Vous vous demandez peut-être si toutes les recettes proposées se mangent avec les doigts? Eh bien, non, puisqu'on y trouve entre autres des dips et des salades, mais toutes peuvent être servies à l'apéro (ou en entrée).

Soulignons que ce ne sont pas réellement 500 recettes qui sont proposées, mais une centaine de recettes illustrées (peut-être moins, je n'ai pas compté) déclinées en quatre ou cinq variantes à la fin de chaque chapitre. Les unités de mesure privilégiées sont celles de poids plutôt que de volume, les ingrédients liquides sont mesurés en centilitres et on précise le type de farine utilisé (par exemple, 55 - ce qui ne me dit absolument rien). Par conséquent, ce livre s'adresse davantage à un public français, suisse ou belge que québécois, comme je le soulignais dans un autre article, à moins d'accepter de cuisiner avec une balance.
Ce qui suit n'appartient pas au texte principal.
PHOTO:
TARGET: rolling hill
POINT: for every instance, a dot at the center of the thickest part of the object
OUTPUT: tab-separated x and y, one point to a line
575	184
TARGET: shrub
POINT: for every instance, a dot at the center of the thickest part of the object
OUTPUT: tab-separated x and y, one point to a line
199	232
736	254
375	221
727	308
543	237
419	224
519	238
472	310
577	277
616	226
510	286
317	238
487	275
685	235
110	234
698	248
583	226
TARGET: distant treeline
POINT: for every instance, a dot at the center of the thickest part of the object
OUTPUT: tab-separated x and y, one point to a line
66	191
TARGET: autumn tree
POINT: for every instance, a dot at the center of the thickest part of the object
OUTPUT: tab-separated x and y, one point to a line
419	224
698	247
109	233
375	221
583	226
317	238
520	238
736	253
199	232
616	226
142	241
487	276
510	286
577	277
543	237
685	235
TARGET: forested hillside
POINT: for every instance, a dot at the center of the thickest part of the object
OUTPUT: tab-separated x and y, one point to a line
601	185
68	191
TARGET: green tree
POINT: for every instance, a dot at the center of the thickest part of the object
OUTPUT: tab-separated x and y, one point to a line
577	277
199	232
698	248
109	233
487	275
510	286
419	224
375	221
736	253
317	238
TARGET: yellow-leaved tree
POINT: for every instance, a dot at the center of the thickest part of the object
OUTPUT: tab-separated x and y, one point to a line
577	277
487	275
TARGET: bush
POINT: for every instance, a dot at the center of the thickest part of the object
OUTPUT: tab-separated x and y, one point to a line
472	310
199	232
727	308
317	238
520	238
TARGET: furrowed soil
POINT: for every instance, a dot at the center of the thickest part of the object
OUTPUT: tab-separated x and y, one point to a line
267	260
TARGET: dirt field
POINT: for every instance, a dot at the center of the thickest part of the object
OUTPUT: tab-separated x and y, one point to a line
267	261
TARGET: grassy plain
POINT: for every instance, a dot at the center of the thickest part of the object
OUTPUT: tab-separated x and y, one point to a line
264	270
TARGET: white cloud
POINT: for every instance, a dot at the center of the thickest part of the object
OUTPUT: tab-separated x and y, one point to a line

Néanmoins, plusieurs de ces recettes n'exigent pas une grande précision...

Une recette du chapitre "Dips et salsas", p. 63.
Variantes de la recette ci-dessus (et de celle qui la suit dans le livre), p. 72.
J'ai testé plusieurs recettes du livre et je n'ai rencontré aucune difficulté particulière dans leur réalisation. Par ailleurs, certaines d'entre elles reviennent souvent à ma table et je n'hésiterais pas à offrir ce livre à quelqu'un qui aime recevoir sans être un cordon bleu même s'il paraît que ça ne se fait pas d'offrir un livre de recettes. Mon seul bémol concerne les déclinaisons des recettes: les variantes proposées me semblent aller de soi, le type de modifications auxquels on pense d'emblée, en fonction de ce que l'on a sous la main, à condition d'avoir un peu d'imagination. Il s'agit souvent de rectifier l'assaisonnement (herbes, épices) ou de remplacer un aliment (fromage, fruit) par un autre.

Quelques exemples des recettes proposées dans 500 finger food: gressins aux graines de pavot, crackers aux anchois, œufs de caille en tapenade rouge, frittata à la tomate séchée, moules gratinées, croquettes de morue à l'aïoli, feuilles de vigne farcies, koftas d'agneau, beignets d'encornets, travers de porc caramélisés, pancakes de courgette à la sauce tomate and so on.

En somme, un ouvrage utile pour le cuisinier débutant ou intermédiaire, mais pas indispensable, bien illustré, agréable à consulter et présentant des recettes variées, parfois originales. Je recommande, ne serait-ce que pour l'inspiration.

Si vous les connaissez, que pensez-vous des livres de cette série?